When preparing for an audit, proving internal data security can be challenging when relying on third-party service meshes or complex bespoke scripts. Auditors look for easily verifiable, reproducible security controls. Pointing to a native, platform-supported configuration driven by a declarative Kubernetes Secret simplifies the compliance narrative considerably compared to explaining a custom infrastructure mesh setup.

Multi-tenant control planes

For large organizations running multi-tenant internal developer platforms (IDPs), combining per-component certificates with upstream gRPC interceptors allows cluster administrators to log, trace, and isolate internal requests precisely by team or business unit. This level of traceability is highly beneficial for forensics and chargeback metrics.

Migration patterns

Transitioning an active production cluster from a service mesh or custom cert-manager architecture to native mTLS might sound like a complex task but it can be executed with minimal risk using the following, incremental, approach:

1. You can keep your existing Root CA. Use your current certificate authority to generate the initial client certificates and keys.
2. Deploy the argocd-repo-server-mtls secret into the cluster while your existing sidecars or custom mounts are active. The presence of the secret will not change anything until a reload occurs.
3. Execute a rolling restart of all Argo CD components to pick up the new configuration.
4. Verify that the connection handshake (via the native mTLS configuration) is successful and that all internal traffic is now encrypted.
5. Once the connection is established, remove the old configuration, disable sidecar injection, etc.
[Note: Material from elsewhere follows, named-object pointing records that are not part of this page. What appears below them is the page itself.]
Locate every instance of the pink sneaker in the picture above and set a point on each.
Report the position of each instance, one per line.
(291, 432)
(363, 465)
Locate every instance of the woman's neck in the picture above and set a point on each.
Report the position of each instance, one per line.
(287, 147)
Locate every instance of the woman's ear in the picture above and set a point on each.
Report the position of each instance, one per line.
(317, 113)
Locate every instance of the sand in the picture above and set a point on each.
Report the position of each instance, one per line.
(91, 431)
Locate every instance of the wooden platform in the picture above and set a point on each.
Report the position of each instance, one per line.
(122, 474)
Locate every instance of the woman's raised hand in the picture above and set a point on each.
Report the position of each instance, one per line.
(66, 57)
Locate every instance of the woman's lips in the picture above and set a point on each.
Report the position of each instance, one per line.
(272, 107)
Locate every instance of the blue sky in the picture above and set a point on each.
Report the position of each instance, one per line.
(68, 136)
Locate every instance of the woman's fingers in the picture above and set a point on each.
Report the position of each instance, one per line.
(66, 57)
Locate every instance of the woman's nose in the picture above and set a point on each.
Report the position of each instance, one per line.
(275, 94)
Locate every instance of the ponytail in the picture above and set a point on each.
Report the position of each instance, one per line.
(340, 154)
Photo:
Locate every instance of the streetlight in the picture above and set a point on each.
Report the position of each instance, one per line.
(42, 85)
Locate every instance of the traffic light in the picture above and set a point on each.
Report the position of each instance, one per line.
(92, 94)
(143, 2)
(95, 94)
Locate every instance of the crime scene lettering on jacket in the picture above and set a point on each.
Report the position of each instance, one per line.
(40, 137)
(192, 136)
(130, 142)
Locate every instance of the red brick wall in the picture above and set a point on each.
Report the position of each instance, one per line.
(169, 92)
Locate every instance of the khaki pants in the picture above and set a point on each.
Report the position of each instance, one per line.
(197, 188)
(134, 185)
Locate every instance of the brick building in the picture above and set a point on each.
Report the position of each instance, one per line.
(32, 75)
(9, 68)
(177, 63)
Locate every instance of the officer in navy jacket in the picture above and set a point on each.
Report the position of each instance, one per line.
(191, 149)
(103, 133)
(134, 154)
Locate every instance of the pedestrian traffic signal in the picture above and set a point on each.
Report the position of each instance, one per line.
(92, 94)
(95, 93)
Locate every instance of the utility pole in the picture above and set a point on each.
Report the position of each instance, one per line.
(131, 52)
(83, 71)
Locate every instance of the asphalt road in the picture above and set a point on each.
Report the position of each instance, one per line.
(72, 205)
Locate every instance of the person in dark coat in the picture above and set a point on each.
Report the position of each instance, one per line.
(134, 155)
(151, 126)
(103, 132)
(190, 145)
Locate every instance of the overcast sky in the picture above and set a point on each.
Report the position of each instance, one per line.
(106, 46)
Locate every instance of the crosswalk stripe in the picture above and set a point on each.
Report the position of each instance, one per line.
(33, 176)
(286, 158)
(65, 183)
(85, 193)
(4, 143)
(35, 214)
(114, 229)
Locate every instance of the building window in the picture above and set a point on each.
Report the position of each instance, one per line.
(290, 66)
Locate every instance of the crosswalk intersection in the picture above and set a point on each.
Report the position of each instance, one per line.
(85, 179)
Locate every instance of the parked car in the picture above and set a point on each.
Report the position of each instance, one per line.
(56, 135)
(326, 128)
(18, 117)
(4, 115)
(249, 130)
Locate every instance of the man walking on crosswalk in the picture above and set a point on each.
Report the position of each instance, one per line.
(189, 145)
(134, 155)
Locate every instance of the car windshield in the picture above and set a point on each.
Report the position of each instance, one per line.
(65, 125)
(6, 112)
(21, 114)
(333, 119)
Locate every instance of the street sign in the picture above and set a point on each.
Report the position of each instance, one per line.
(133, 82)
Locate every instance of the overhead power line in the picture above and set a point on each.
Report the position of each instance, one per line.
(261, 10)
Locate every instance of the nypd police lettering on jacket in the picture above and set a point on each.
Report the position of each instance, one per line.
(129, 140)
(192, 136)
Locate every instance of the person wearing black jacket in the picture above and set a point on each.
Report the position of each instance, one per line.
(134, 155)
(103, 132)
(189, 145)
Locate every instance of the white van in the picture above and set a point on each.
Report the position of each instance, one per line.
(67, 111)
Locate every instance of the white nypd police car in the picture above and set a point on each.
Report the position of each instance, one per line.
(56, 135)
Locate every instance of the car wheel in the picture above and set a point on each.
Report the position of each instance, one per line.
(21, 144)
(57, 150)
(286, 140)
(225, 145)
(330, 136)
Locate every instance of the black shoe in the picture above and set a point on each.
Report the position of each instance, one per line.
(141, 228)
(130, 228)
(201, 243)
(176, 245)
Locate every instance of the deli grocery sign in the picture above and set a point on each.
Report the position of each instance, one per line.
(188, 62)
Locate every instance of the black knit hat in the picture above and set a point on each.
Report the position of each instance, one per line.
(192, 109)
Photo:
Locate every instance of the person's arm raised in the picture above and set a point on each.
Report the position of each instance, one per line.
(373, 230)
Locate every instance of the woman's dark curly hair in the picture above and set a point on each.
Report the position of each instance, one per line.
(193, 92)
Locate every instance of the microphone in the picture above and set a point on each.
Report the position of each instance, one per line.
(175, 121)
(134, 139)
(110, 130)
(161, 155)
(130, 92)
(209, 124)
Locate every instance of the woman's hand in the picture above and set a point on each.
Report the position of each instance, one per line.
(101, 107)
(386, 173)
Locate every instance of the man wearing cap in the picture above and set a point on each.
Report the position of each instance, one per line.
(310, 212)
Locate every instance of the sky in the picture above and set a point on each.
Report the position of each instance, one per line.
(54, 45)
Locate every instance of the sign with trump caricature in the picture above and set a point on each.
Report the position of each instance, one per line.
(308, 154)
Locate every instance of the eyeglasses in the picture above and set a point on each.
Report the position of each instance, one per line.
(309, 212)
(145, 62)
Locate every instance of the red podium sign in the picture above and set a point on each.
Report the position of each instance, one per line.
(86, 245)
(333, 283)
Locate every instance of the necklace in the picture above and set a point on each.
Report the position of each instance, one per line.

Well done! – you are now using native mTLS for all internal traffic.

Architectural recommendation

This article cannot cover all the production cases out there but we can summarize the recommendations for two groups of implementations. If you are operating a small-to-medium-sized Argo CD installation looking for an immediate security upgrade with low operational friction and no specific requirement to audit individual internal component traffic streams. On the other side, if you are looking for a more robust and comprehensive security model, because, for instance, you are in a highly regulated enterprise environment, then you should consider the per-component approach that gives you the most flexibility and control.

For most teams, starting with a shared certificate configuration is the most pragmatic approach. The good (excellent) news is that if your compliance needs scale over time, migrating to separate component identities involves adjusting your manifest overlays without replacing your underlying secrets architecture.